Xu Zhenxing, Yang Ping, Hu Ke, Xu Bing, Li Heping
Appl Opt. 2019 Mar 10;58(8):1998-2009. doi: 10.1364/AO.58.001998.
To correct wavefront aberrations, commonly employing proportional-integral control in adaptive optics (AO) systems, the control process depends strictly on the response matrix of the deformable mirror. The alignment error between the Hartmann-Shack wavefront sensor and the deformable mirror is caused by various factors in AO systems. In the conventional control method, the response matrix can be recalibrated to reduce the impact of alignment error, but the impact cannot be eliminated. This paper proposes a control method based on a deep learning control model (DLCM) to compensate for wavefront aberrations, eliminating the dependence on the deformable mirror response matrix. Based on the wavefront slope data, the cost functions of the model network and the actor network are defined, and the gradient optimization algorithm improves the efficiency of the network training. The model network guarantees the stability and convergence speed, while the actor network improves the control accuracy, realizing an online identification and self-adaptive control of the system. A parameter-sharing mechanism is adopted between the model network and the actor network to control the system gain. Simulation results show that the DLCM has good adaptability and stability. Through self-learning, it improves the convergence accuracy and iterations, as well as the adjustment tolerance of the system.
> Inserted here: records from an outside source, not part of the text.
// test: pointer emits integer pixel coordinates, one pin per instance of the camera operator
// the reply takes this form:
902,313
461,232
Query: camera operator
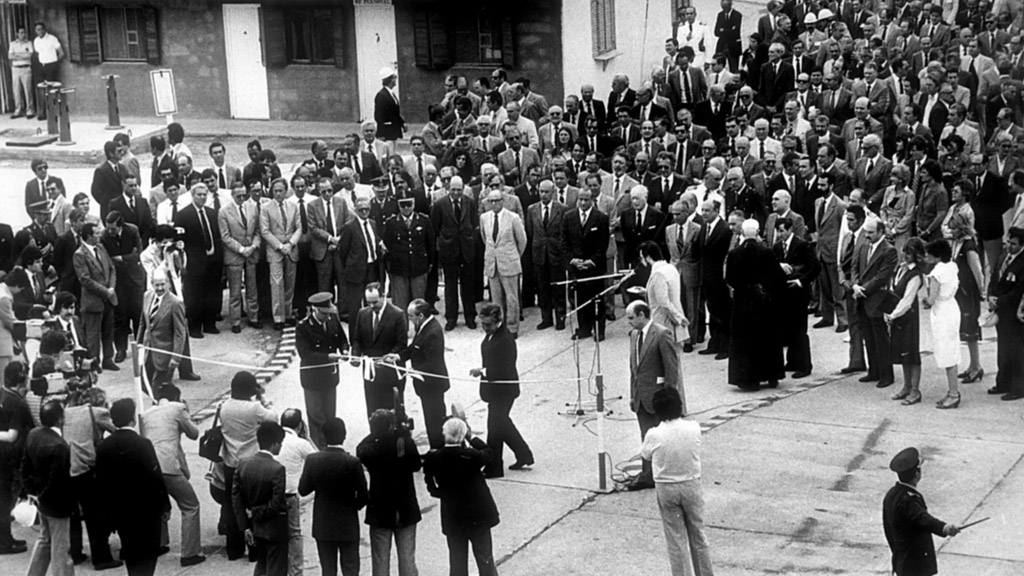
390,456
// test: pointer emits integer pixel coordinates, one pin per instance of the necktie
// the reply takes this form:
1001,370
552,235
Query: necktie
207,234
371,247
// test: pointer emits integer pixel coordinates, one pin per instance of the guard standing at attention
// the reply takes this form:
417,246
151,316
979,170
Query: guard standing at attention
907,524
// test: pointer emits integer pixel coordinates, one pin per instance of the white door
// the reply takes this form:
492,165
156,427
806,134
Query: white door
247,86
375,47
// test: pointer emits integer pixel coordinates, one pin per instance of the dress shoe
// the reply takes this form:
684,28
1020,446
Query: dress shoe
519,464
193,561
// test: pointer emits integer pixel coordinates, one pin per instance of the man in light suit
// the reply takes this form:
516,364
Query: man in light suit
97,277
279,222
240,235
653,364
258,491
544,230
504,244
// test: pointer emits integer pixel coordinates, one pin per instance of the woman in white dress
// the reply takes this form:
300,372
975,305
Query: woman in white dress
943,282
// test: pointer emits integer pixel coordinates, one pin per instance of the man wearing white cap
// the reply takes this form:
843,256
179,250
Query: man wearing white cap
387,109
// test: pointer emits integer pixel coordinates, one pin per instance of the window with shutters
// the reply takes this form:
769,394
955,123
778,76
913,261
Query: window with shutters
602,25
309,35
127,33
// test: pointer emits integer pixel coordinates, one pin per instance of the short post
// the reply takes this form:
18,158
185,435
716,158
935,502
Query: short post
113,110
65,117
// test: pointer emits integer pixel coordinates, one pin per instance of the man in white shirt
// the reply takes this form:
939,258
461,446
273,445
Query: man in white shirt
673,447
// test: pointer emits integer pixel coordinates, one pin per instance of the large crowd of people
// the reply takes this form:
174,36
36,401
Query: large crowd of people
860,162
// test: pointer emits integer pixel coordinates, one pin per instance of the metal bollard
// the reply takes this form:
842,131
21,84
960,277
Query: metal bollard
65,117
113,111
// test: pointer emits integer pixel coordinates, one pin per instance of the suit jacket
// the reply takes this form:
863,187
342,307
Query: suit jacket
141,216
873,274
278,229
259,487
456,239
96,275
33,194
390,337
503,256
499,354
166,330
908,530
426,353
546,241
235,236
656,359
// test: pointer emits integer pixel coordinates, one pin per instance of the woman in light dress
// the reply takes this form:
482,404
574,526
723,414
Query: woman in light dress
942,284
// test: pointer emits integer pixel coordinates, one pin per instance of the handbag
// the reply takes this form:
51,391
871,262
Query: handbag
212,440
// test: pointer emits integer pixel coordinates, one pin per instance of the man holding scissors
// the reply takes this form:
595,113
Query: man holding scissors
907,524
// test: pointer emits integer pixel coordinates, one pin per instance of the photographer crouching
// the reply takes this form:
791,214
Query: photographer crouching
390,456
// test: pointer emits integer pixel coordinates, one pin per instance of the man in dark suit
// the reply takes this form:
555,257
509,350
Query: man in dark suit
321,342
35,190
499,387
204,250
908,526
727,27
426,353
873,266
711,248
107,178
259,489
456,222
46,475
129,472
801,269
653,364
1005,291
340,484
545,229
585,237
364,248
379,329
98,279
387,109
124,246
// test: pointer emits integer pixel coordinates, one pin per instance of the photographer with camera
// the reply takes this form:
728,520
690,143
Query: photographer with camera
390,456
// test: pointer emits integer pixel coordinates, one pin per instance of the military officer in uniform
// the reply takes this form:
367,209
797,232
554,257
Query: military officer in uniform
321,343
907,524
410,241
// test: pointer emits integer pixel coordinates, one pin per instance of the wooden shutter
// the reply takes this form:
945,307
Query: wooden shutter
83,35
274,44
508,44
152,36
338,29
为了校正波前像差,自适应光学(AO)系统通常采用比例积分控制,控制过程严格依赖于可变形镜的响应矩阵。哈特曼-夏克波前传感器与可变形镜之间的对准误差是由AO系统中的各种因素引起的。在传统控制方法中,可以重新校准响应矩阵以减少对准误差的影响,但这种影响无法消除。本文提出了一种基于深度学习控制模型(DLCM)的控制方法来补偿波前像差,消除了对可变形镜响应矩阵的依赖。基于波前斜率数据,定义了模型网络和动作网络的代价函数,并采用梯度优化算法提高了网络训练效率。模型网络保证了稳定性和收敛速度,而动作网络提高了控制精度,实现了系统的在线识别和自适应控制。模型网络和动作网络之间采用参数共享机制来控制系统增益。仿真结果表明,DLCM具有良好的适应性和稳定性。通过自学习,它提高了收敛精度和迭代次数,以及系统的调整容限。